Young residents from White Plains Housing Authority helped to design and create a mural on the construction walls at the Winbrook/Brookfield Commons

When I was a girl growing up in Far Rockaway, it was wartime. My parents worried that German submarines would be coming across the Atlantic Ocean to our beaches. They would sit for hours in front of the living room radio, hanging on every word from the frontline. Now it is wartime again in America. Only this time, it’s a war against an invisible enemy that we can’t see, but we know can kill us. And now it’s me, glued to the television, watching a rising death toll and wondering whether a divided America can battle this disease to the ground.  And, to what end?  Can we go back to the way of life in which music and art flourished?  More to the point, will our way of life be there for us to go back to?  Make no mistake, in this moment we are fighting for our way of lives.

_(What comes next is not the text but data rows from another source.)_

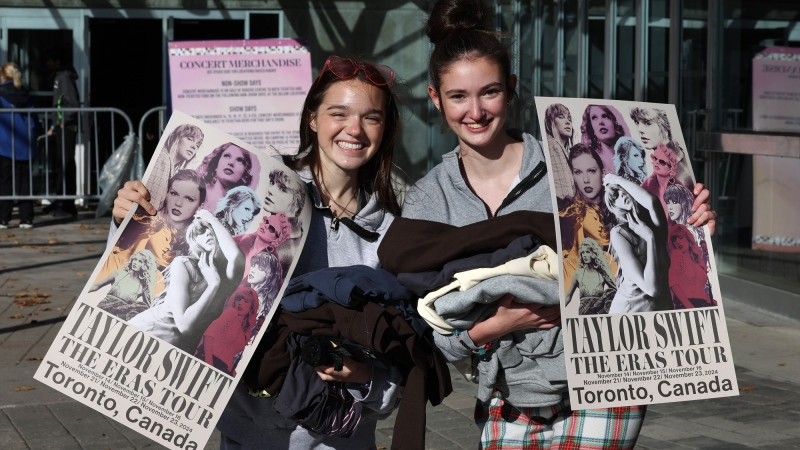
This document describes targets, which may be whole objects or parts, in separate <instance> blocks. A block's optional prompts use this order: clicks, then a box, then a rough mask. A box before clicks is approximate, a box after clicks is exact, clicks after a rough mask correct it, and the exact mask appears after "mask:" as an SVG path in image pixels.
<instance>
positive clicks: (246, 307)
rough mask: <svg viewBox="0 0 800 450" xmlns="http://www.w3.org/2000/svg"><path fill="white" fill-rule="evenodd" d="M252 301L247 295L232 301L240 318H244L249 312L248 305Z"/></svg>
mask: <svg viewBox="0 0 800 450" xmlns="http://www.w3.org/2000/svg"><path fill="white" fill-rule="evenodd" d="M252 302H253V300H252V299H251V298H250V296H249V295H237V296H236V299H234V301H233V307H234V308H236V312H237V313H238V314H239V315H240V316H244V315H245V314H247V313H249V312H250V308H251V306H250V304H251V303H252Z"/></svg>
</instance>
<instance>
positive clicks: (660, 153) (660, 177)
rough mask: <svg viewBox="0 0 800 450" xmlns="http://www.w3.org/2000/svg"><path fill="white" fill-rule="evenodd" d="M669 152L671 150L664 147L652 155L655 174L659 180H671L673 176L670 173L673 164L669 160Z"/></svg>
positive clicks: (665, 147) (653, 165)
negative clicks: (667, 152)
mask: <svg viewBox="0 0 800 450" xmlns="http://www.w3.org/2000/svg"><path fill="white" fill-rule="evenodd" d="M665 150H666V151H665ZM667 151H669V150H668V149H667V148H666V147H664V146H663V145H662V146H660V147H658V148H656V150H655V151H654V152H653V154H652V155H651V158H652V160H653V173H655V174H656V176H657V177H659V178H670V176H671V174H670V171H671V170H672V163H671V162H670V160H669V156H668V155H667Z"/></svg>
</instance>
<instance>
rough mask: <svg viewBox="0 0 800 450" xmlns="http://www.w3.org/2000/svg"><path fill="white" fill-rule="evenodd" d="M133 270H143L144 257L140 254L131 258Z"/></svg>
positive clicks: (131, 265) (132, 268)
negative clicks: (142, 263) (139, 255)
mask: <svg viewBox="0 0 800 450" xmlns="http://www.w3.org/2000/svg"><path fill="white" fill-rule="evenodd" d="M131 270H132V271H134V272H138V271H140V270H142V257H141V256H139V255H136V256H134V257H133V258H131Z"/></svg>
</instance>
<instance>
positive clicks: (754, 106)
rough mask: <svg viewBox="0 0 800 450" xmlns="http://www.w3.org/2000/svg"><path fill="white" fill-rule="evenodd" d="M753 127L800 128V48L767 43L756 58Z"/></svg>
mask: <svg viewBox="0 0 800 450" xmlns="http://www.w3.org/2000/svg"><path fill="white" fill-rule="evenodd" d="M753 130H755V131H785V132H793V133H796V132H800V48H790V47H767V48H765V49H764V50H762V51H761V52H759V53H758V54H757V55H756V56H755V57H754V58H753Z"/></svg>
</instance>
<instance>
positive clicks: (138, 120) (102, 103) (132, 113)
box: [87, 19, 165, 163]
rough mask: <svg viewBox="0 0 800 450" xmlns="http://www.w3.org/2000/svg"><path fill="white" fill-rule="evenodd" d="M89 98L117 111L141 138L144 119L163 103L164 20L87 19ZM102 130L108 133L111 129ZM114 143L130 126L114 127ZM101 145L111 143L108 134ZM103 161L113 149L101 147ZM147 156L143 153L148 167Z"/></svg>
mask: <svg viewBox="0 0 800 450" xmlns="http://www.w3.org/2000/svg"><path fill="white" fill-rule="evenodd" d="M89 31H90V42H89V49H90V53H89V68H90V72H91V74H90V77H89V93H90V94H89V95H90V97H91V98H89V99H87V100H88V102H87V104H89V105H91V106H105V107H114V108H119V109H121V110H122V111H123V112H125V114H127V115H128V117H129V118H130V119H131V121H132V122H133V130H131V131H133V132H134V133H137V134H138V131H139V130H138V127H139V120H140V119H141V118H142V115H143V114H144V113H145V112H146V111H147V110H149V109H150V108H153V107H154V106H160V105H163V104H164V101H163V98H162V86H163V83H164V80H163V78H162V75H163V58H164V56H163V53H164V45H165V44H164V38H163V30H162V22H161V20H160V19H89ZM102 128H103V130H100V127H98V130H99V131H102V132H105V133H109V134H110V130H109V127H102ZM113 129H114V132H115V141H116V142H115V144H117V143H119V141H120V139H121V138H122V137H124V136H125V133H126V132H127V124H125V123H115V124H114V127H113ZM99 142H111V137H110V136H108V137H107V138H106V137H103V138H101V139H99ZM99 150H100V153H105V154H101V155H100V160H101V161H104V160H105V158H107V157H108V155H110V154H111V152H112V151H113V150H114V149H113V148H103V149H99ZM148 160H149V155H145V163H147V162H148Z"/></svg>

All across America, organizations like ArtsWestchester are fighting to open our theaters, bring back music and dance lessons for our kids and watch films, not alone at home but together with friends… Imagine the sheer luxury of spending a day at the museum?

The arts are suffering like never before. In a quick and thoroughly unscientific survey, we determined that 50% of Westchester arts organizations are struggling financially.

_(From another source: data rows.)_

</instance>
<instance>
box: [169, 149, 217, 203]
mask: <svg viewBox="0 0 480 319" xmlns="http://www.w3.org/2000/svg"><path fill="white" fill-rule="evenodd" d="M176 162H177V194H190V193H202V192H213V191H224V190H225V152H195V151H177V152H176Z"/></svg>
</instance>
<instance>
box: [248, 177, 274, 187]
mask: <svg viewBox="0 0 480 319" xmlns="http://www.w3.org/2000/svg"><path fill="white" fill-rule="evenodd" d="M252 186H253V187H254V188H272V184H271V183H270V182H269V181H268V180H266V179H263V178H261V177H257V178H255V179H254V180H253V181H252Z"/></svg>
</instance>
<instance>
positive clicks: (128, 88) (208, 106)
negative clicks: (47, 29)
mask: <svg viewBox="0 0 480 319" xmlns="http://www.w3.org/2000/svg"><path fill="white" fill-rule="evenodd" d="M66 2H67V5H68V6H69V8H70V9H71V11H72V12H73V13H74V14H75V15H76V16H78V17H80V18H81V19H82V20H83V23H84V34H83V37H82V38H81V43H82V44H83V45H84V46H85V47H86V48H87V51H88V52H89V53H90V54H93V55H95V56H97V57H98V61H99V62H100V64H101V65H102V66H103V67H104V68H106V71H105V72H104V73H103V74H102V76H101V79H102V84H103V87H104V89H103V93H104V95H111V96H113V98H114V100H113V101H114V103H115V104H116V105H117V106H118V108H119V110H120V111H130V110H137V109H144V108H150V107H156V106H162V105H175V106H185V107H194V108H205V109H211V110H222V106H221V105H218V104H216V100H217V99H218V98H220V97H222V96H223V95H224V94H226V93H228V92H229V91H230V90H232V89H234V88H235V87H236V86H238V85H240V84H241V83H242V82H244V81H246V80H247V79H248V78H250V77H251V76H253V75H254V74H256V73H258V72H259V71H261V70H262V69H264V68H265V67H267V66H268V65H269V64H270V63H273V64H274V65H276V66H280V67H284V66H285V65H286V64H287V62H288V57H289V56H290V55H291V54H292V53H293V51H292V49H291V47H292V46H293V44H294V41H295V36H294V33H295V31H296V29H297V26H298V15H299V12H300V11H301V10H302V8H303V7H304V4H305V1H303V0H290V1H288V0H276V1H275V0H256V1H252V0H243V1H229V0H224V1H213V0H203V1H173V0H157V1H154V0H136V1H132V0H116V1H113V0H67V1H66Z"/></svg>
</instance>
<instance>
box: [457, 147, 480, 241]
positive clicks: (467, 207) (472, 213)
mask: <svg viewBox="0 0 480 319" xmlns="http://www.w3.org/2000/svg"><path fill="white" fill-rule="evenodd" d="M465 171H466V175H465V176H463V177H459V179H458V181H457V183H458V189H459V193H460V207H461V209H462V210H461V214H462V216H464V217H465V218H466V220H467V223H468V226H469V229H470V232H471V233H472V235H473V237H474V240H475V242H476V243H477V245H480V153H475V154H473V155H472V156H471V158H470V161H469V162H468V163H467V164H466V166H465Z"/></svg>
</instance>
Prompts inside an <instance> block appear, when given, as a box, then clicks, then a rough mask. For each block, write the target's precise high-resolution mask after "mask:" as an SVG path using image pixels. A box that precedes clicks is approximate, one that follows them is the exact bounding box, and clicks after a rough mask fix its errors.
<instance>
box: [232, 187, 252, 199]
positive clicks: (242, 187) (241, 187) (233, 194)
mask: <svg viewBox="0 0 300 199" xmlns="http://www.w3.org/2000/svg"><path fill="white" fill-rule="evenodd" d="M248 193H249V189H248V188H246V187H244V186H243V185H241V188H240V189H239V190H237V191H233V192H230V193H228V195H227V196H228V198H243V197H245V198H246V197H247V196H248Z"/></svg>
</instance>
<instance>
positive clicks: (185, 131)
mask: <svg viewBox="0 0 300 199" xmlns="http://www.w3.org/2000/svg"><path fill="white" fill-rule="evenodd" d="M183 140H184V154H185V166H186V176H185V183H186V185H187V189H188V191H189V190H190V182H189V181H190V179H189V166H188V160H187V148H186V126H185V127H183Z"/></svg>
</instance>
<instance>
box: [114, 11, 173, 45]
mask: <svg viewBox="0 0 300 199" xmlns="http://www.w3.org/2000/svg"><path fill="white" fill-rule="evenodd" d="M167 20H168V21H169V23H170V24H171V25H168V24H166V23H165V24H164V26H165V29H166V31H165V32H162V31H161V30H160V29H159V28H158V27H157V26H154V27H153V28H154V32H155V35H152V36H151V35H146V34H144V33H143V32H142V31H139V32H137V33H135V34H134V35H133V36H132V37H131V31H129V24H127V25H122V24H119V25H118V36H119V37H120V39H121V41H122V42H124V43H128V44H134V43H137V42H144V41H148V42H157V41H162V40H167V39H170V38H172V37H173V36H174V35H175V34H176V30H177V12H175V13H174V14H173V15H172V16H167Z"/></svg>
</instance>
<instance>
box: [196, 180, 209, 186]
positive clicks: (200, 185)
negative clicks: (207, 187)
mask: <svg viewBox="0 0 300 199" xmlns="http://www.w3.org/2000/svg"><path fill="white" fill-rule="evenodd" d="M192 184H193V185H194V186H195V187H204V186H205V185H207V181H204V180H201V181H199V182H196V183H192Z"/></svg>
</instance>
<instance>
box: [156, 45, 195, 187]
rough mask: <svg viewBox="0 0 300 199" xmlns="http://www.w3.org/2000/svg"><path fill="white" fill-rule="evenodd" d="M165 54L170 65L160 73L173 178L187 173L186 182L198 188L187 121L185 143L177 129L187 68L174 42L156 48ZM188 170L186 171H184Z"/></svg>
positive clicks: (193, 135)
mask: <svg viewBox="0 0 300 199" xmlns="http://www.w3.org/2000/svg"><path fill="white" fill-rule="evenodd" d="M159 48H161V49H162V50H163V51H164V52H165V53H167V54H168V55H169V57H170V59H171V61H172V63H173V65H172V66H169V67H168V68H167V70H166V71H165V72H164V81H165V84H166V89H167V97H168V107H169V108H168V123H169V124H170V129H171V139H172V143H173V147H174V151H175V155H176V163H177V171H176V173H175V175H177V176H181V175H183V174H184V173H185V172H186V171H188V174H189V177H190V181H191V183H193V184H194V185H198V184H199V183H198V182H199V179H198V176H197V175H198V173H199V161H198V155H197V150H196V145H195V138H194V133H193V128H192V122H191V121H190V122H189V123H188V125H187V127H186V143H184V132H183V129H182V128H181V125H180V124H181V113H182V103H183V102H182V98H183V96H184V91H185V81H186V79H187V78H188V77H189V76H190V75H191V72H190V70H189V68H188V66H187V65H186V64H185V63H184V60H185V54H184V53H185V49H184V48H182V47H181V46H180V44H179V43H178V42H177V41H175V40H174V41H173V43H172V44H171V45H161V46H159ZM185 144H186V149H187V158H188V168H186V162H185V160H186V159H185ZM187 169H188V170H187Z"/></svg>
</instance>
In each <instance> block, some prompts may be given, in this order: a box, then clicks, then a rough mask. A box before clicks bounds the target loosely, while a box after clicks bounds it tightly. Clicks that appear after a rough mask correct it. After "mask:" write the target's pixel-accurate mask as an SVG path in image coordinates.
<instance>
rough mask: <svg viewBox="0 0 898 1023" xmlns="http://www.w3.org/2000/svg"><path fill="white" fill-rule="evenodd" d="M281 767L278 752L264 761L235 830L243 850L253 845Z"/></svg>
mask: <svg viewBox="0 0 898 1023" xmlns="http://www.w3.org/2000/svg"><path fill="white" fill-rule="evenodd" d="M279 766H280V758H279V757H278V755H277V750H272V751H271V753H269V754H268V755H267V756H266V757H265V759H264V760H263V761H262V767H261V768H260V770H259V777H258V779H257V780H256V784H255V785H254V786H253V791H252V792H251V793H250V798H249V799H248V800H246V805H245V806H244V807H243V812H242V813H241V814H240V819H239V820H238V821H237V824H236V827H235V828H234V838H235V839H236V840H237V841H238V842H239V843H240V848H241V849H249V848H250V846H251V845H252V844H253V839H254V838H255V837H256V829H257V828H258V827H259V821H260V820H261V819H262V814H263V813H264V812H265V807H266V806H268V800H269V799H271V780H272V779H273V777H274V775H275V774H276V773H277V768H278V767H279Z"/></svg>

Perhaps large and well-positioned organizations like the Met and MOMA will survive. But, what about the local theater group that performs in the Armonk library or the visual artists that go into the Yonkers schools or the outdoor mural at the White Plains Housing Authority, or the PJS Jazz Society concerts in a Mount Vernon church? ArtsWestchester, with support from Westchester County Government, keeps these cultural gatherings (now virtual) alive for all who come. And the truth is that the gathering is as important as the music and the art. These are the things we call our way of life. These are the soul of our communities. Make no mistake, although we will try, not every beloved arts group of the hundreds that ArtsWestchester supports will survive. Nationally, the coronavirus has so far dealt an estimated economic blow of $14 billion to America’s arts and cultural sector. And here in Westchester, our cultural organizations are hanging tough, counting the days when they can be fully open and once more welcoming  audiences.  The question that many people ask: Will these wonderful cultural destinations we love so much be there for us when COVID is gone? The answer is – only if we care enough.  So please…send a little love to the arts community. They need it now.